建築の進路を選んだきっかけ

こんにちは。夜だけど。


最近始まったことではありませんが、昔からブログでもTwitterでも、建築の進路を選んだ理由や、きっかけを聞かれることがあります。


何度か記事や質問箱で答えた事があるのですが、このことだけでちゃんと記事を書いたことが無いような気がするので、こっちに書いてみることにしました。
※ブログとかTwitterとか質問箱とかSkypeとかnoteやってるので、正直書いたか書いてないか覚えてない・・・


まず、僕が自分の進路として建築学科を選んだ理由は、単純に人生の軌道修正をしたかったからです。


なんかインパクトの無い理由ですね。


高校生活で全く勉強せずに遊び倒した結果、人生に大きな欠陥ができましたので、心機一転して勉強することを決めたのですが、なんせほとんど目標を持って勉強したことが無かったので何を勉強して良いか分からず、結果


「あ、そうだ、一級建築士になろう!一級建築士になれば、僕も良い人生送れるぞー!」


と思ったのがきっかけです。決意表明的なものではなくて、すごく気まぐれな思い立ちです。

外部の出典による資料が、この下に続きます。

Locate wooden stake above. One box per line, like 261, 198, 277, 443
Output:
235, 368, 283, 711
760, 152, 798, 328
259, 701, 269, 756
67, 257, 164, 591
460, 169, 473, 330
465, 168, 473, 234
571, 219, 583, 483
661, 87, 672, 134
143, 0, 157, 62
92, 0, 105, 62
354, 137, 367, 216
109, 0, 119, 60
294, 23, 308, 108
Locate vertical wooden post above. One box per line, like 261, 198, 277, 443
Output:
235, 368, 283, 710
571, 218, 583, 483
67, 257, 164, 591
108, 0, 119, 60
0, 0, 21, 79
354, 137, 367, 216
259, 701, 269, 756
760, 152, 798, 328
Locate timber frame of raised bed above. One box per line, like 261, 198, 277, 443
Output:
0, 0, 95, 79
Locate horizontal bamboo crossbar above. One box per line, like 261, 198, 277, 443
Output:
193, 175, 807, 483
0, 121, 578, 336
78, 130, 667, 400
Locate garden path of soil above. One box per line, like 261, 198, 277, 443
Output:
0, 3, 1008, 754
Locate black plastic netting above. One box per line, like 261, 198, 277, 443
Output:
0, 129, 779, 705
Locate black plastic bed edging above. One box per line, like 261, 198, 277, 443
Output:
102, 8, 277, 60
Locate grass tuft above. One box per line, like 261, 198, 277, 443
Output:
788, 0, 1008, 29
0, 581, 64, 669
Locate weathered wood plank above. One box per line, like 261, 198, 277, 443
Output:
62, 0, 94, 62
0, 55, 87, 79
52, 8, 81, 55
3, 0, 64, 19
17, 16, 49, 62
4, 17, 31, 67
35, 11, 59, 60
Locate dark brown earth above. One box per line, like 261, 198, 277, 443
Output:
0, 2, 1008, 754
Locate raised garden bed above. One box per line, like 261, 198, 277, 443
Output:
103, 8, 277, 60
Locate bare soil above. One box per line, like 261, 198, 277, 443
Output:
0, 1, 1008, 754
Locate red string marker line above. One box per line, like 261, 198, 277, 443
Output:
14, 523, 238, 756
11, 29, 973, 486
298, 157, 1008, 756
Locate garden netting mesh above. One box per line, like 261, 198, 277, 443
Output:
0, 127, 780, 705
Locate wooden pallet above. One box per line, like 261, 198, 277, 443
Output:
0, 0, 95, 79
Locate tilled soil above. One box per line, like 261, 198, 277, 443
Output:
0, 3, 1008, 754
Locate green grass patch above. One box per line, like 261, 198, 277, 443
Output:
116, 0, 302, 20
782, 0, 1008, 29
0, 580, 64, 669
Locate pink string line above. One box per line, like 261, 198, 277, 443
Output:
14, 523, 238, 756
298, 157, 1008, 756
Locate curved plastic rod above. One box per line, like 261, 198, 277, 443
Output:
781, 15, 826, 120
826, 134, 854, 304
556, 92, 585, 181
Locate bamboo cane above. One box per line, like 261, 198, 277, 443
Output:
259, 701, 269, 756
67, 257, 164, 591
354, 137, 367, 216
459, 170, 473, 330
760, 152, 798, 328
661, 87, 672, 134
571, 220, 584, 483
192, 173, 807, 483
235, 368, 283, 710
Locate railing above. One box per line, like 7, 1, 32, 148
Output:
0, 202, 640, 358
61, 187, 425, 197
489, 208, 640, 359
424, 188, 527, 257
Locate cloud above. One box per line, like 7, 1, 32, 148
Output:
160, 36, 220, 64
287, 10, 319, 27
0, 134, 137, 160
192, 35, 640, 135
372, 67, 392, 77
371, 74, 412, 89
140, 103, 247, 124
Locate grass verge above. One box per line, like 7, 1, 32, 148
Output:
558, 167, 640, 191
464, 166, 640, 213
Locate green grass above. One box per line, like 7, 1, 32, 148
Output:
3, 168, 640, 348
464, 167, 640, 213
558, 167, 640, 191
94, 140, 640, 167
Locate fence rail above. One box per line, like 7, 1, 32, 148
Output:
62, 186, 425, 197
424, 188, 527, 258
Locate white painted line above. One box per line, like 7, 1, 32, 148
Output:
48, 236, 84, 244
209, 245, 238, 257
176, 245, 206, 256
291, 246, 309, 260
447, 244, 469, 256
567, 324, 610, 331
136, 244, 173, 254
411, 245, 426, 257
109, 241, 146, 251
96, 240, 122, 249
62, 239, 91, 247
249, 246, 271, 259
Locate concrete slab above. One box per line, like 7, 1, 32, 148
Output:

今の日本の建築界隈のポジションとか労働環境の雰囲気からすると、「え?なんで?w」とか思うかもしれませんが、僕が小さいころ、生活していた海外の価値観では、建築家は非常に尊い立場だったんです。


高校生まで頭や感覚の進歩が完全に止まっていた僕は、時代背景とか日本の経済状況とか全然知らなかったので、その当時も「医者と建築家と弁護士は高等な職で、社会的立場もよく、給料も良い」と思い込んでいました。


劇的ビフォーアフターとかで「先生!」みたいに扱われている1級建築士呼も見ていましたし、とにかく建築士=医者とかと同等レベルの高等職という認識だったのです。


時代的にITやWeb、電子制御関係の進路も考えた事はあるのですが、この時仲良かったIT関係の勉強している友達がいわゆる「天才」の部類の人間で、そいつと勝負して勝てると全く思えなかったので当時は僕の進路の候補から外しました。また、バイクに乗っていたので機械とかバイクとか触る仕事も良いなぁとも思っていましたが、当時仲の良かったバイクの改造とかやってた友達があまり稼いでそうに無かったので、それも乗り気になれませんでした。


一級建築士は国家資格ですが、医師免許や司法試験のようにお金や時間が沢山かかるわけでもなさそうで、更に独学で資格を取得する人も居るとちらほら聞いていました。


医者はなるまでに金かかるし難しそうだし、弁護士は司法試験の合格率とか見ると難しそうだし・・・建築士しかねぇな・・・


という安易な考えで


「よし!僕も一級建築士を取って豊かな人生送るぜこのやろう!」


と半分気まぐれで進路を選びました。


要するに医者、弁護士、建築家の3つの中で個人的に一番簡単そうだった建築を選んだわけなのです。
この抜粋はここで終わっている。